Is filmmaking really all about the money? To the precious artistes that make it, that‘s a no, most especially from the self-possessed creator of the highly un-lucrative new film mother!Darren Aronofsky. He’s unperturbed by the less-than-lustrous box-office returns on the opening weekend of his new allegorical fever nightmare, but what of his studio overlords? The people ponying up the money usually have a vested interest in seeing some of it come back, and someone at Paramount must be displeased with the film’s paltry $7.5 million opening weekend. Right? Wrong!

Far from hanging the film out to dry, Paramount’s top brass has leapt to darin’ Darren’s defense. The Hollywood Reporter ran an item containing a quote from the studio’s worldwide president of marketing and distribution, Megan Colligan, and she had her man’s back. Colligan wrote:

This movie is very audacious and brave. You are talking about a director at the top of his game, and an actress at the top her game. They made a movie that was intended to be bold. Everyone wants original filmmaking, and everyone celebrates Netflix when they tell a story no one else wants to tell. This is our version. We don’t want all movies to be safe. And it’s okay if some people don’t like it.

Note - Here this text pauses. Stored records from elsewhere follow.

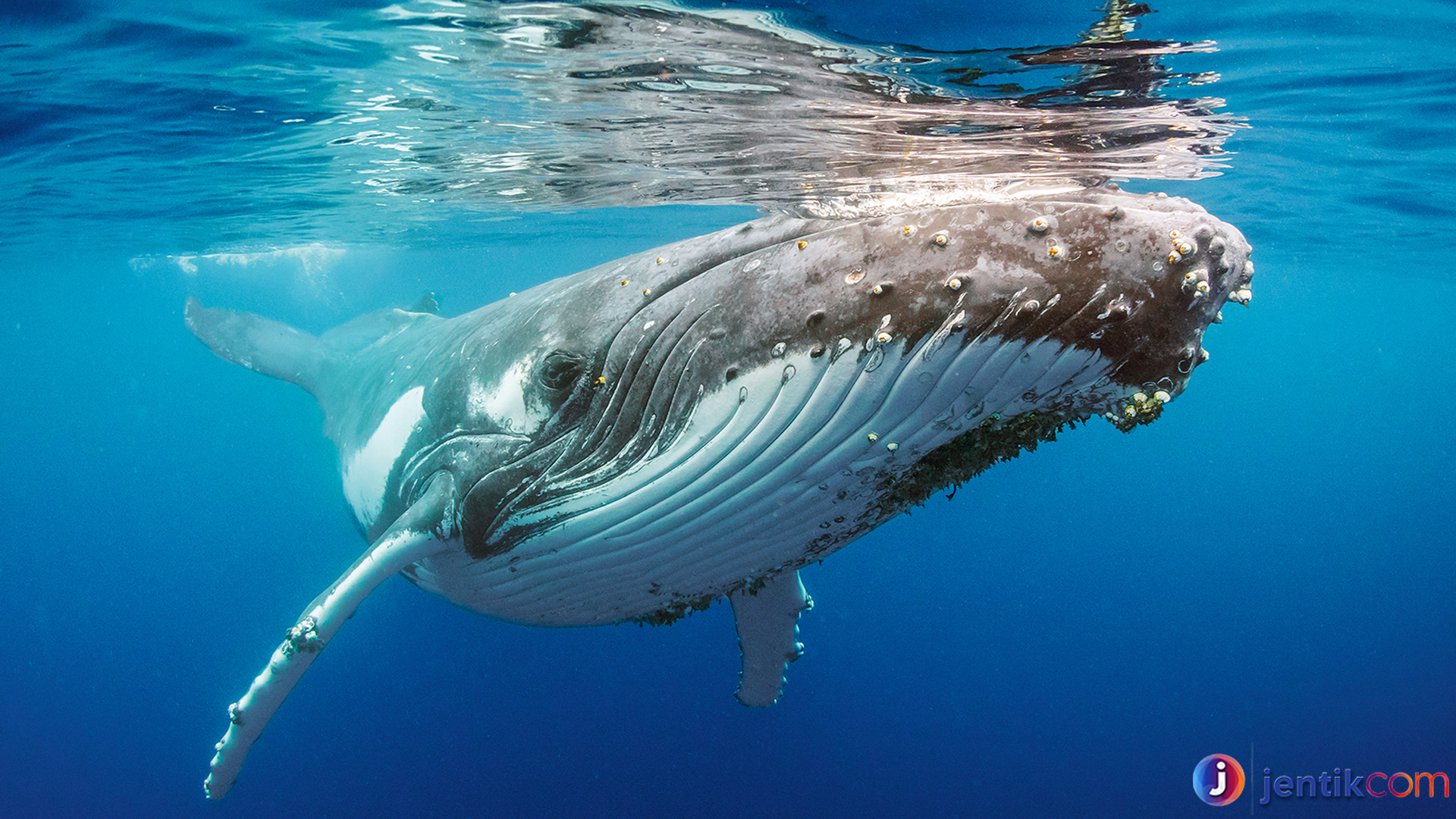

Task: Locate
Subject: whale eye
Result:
[540,350,585,392]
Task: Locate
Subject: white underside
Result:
[344,386,425,529]
[416,328,1119,625]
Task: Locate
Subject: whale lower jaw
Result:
[406,326,1136,625]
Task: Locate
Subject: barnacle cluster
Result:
[1103,389,1172,433]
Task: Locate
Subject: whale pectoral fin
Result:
[728,571,814,708]
[202,472,454,799]
[185,297,323,392]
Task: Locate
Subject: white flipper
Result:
[728,571,814,708]
[202,472,454,799]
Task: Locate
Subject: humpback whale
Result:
[187,185,1254,799]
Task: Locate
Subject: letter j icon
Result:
[1192,754,1244,805]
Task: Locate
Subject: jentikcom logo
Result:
[1192,754,1244,805]
[1192,754,1451,808]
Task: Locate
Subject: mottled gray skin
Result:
[190,188,1252,612]
[187,188,1252,799]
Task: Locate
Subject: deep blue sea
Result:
[0,0,1456,819]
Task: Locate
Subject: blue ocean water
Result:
[0,0,1456,817]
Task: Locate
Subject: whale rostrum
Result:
[187,187,1254,799]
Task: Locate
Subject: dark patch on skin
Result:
[878,411,1086,519]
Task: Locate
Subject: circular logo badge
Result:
[1192,754,1244,805]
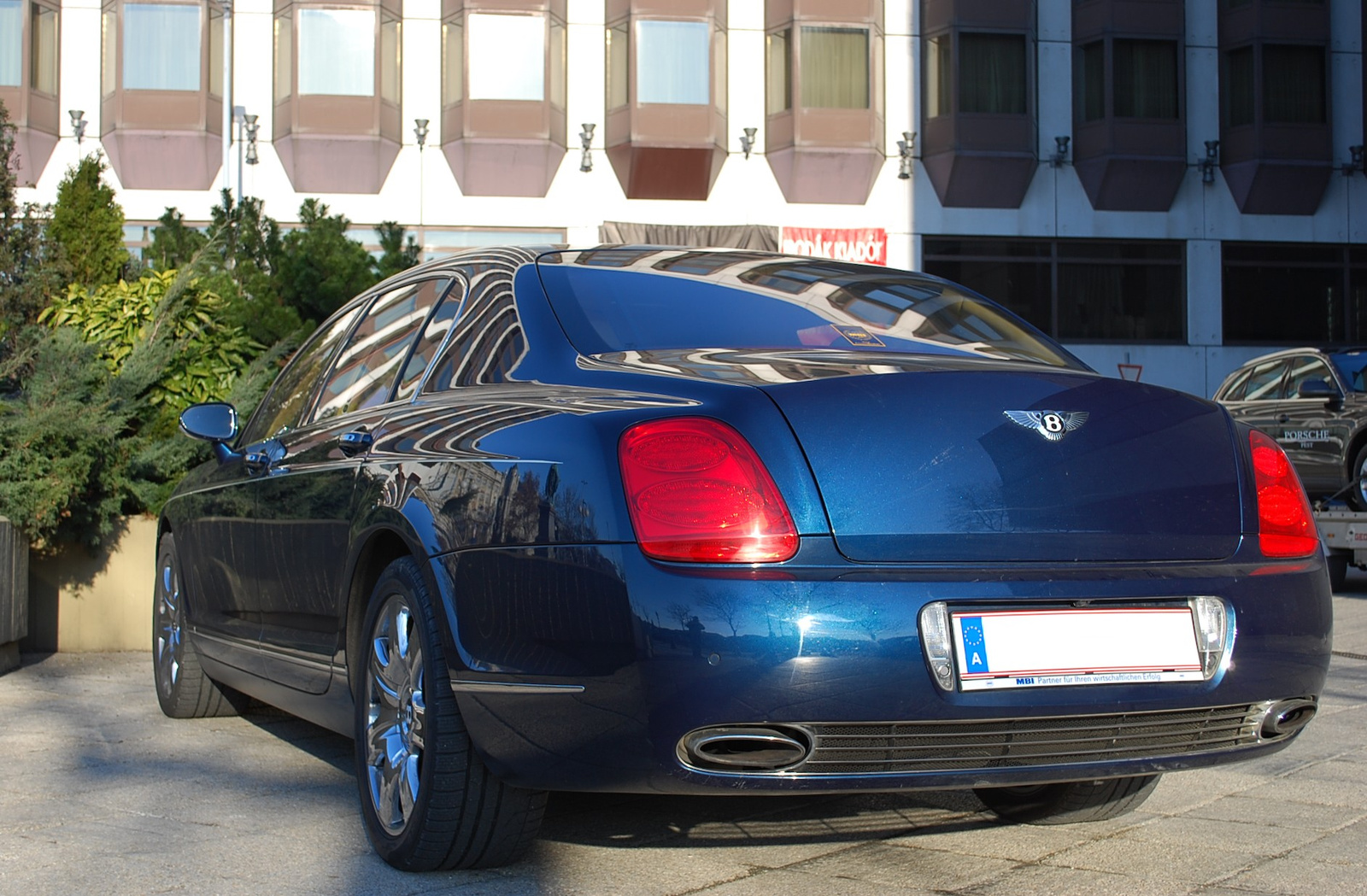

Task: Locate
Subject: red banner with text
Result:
[779,226,887,265]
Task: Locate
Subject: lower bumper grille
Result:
[786,704,1269,775]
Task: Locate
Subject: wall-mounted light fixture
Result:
[579,123,597,171]
[1196,141,1219,183]
[242,114,261,165]
[1048,134,1073,168]
[1344,143,1363,178]
[67,109,89,146]
[741,127,760,158]
[897,132,916,180]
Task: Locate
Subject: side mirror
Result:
[180,401,238,460]
[1296,380,1344,404]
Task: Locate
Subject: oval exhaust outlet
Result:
[679,728,811,771]
[1258,698,1317,741]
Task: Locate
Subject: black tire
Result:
[1324,550,1352,591]
[353,557,545,871]
[1345,445,1367,511]
[152,533,246,718]
[973,775,1162,825]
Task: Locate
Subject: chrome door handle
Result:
[337,429,374,458]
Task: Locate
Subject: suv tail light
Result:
[618,417,797,563]
[1248,430,1319,557]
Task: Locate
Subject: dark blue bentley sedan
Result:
[153,247,1330,870]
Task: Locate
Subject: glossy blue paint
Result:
[164,249,1331,792]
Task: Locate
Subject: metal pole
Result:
[221,0,242,199]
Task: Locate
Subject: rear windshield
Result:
[538,254,1084,369]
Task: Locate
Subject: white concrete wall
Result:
[21,0,1367,395]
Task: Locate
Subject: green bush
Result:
[38,271,264,413]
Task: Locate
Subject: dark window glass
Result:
[925,260,1054,333]
[1225,46,1253,127]
[1263,44,1328,125]
[1058,264,1182,342]
[542,262,1076,366]
[314,280,449,419]
[394,280,463,401]
[1223,247,1346,344]
[924,239,1187,342]
[242,307,361,445]
[959,34,1027,114]
[1230,360,1287,401]
[1073,41,1106,121]
[1287,356,1335,399]
[652,251,754,278]
[1112,38,1177,119]
[1329,348,1367,392]
[422,265,526,392]
[925,34,954,119]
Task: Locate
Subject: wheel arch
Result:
[343,526,422,695]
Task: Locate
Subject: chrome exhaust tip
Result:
[1258,697,1319,741]
[678,725,812,771]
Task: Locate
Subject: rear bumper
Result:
[433,541,1331,794]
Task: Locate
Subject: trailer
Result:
[1315,501,1367,591]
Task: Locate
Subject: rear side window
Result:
[314,278,451,419]
[422,264,526,392]
[1228,360,1287,401]
[242,306,364,445]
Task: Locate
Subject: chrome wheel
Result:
[152,553,183,697]
[364,594,426,836]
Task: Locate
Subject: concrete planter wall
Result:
[22,516,157,653]
[0,516,29,673]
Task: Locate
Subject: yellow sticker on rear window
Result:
[831,324,883,346]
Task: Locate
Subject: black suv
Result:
[1215,347,1367,511]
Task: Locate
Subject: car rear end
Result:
[449,251,1331,792]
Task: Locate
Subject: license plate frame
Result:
[950,606,1205,691]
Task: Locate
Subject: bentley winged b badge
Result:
[1002,411,1087,442]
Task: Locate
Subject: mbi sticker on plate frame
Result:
[950,606,1201,691]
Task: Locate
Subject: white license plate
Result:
[950,606,1203,691]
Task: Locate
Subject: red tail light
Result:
[1248,430,1319,557]
[618,417,797,563]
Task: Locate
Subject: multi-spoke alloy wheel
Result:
[349,557,545,871]
[365,594,426,835]
[152,533,244,718]
[152,550,182,697]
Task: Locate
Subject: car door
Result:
[176,307,358,675]
[255,276,451,694]
[1274,355,1352,492]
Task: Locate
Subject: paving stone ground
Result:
[0,572,1367,896]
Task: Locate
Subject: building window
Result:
[0,0,25,87]
[801,25,870,109]
[636,19,711,105]
[1073,41,1106,121]
[1112,38,1177,119]
[1263,44,1329,125]
[764,29,793,114]
[466,12,547,101]
[1222,243,1367,346]
[606,22,631,109]
[123,3,201,91]
[924,237,1187,343]
[959,32,1028,114]
[299,9,374,97]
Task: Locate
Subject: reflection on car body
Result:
[153,246,1330,870]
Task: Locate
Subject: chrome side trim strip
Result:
[451,679,584,694]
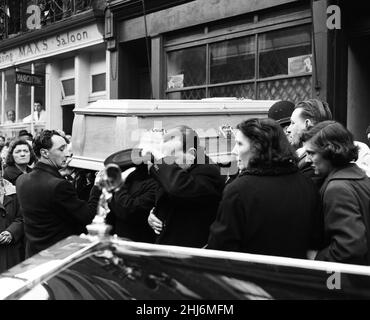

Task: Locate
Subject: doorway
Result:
[347,35,370,143]
[119,39,152,99]
[62,104,75,135]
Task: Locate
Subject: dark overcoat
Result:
[150,157,225,248]
[107,166,158,243]
[208,166,322,258]
[316,163,370,265]
[16,162,100,257]
[0,194,24,272]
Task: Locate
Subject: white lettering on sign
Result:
[0,21,104,68]
[56,31,89,47]
[26,5,41,30]
[0,52,13,65]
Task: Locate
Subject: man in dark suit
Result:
[148,126,225,248]
[287,99,332,188]
[17,130,100,257]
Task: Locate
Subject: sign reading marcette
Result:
[0,25,103,68]
[15,71,45,87]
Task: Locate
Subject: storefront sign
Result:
[167,74,184,89]
[15,71,45,87]
[0,24,104,68]
[288,54,312,75]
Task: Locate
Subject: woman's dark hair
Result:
[303,121,358,167]
[5,138,36,166]
[32,130,68,158]
[236,118,298,167]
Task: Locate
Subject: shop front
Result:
[0,16,106,138]
[105,0,314,102]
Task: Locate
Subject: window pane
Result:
[62,79,75,96]
[209,83,255,99]
[4,68,15,121]
[167,89,206,100]
[210,37,255,83]
[92,73,105,92]
[258,76,312,103]
[167,46,206,89]
[258,25,312,78]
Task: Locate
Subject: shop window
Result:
[258,26,312,78]
[210,37,255,83]
[61,78,75,99]
[167,46,206,89]
[91,73,105,93]
[165,24,312,102]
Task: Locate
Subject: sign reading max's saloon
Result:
[0,24,104,68]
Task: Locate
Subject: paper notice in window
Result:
[167,74,184,89]
[288,54,312,75]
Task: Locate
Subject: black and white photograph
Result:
[0,0,370,306]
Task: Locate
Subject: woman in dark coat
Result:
[107,164,158,243]
[207,119,320,258]
[0,179,24,272]
[4,139,36,185]
[304,121,370,265]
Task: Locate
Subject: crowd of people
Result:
[0,99,370,271]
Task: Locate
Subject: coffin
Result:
[70,98,276,170]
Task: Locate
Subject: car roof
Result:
[0,235,370,299]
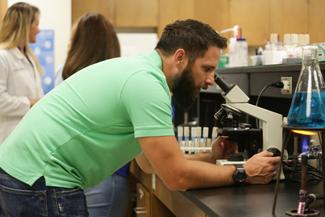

My first instinct is to say something snippy, maybe about how showbiz types often use “brave” as a coded diss, but this is actually a pretty heartening sentiment. “We don’t want all movies to be safe and it’s okay if some people don‘t like it” is a phrase we’ve been begging to hear from increasingly hidebound studios leaning more heavily than ever on franchises and remakes. Studios ought to be taking risks like mother!; love him or hate him, you cannot deny that Aronofsky goes for it with a madman dedication that’s been in perilously short supply around the studio system. (Though the question of how this philosophy may work out for Paramount persists; they’ve already faceplanted on Monster Trucks, Rings, and Ghost in the Shell, and the two big awards-friendly releases left on their docket for the year are Suburbicon and Downsizing, both of which are quite bad. So we’ll see where their noble spirit gets them.)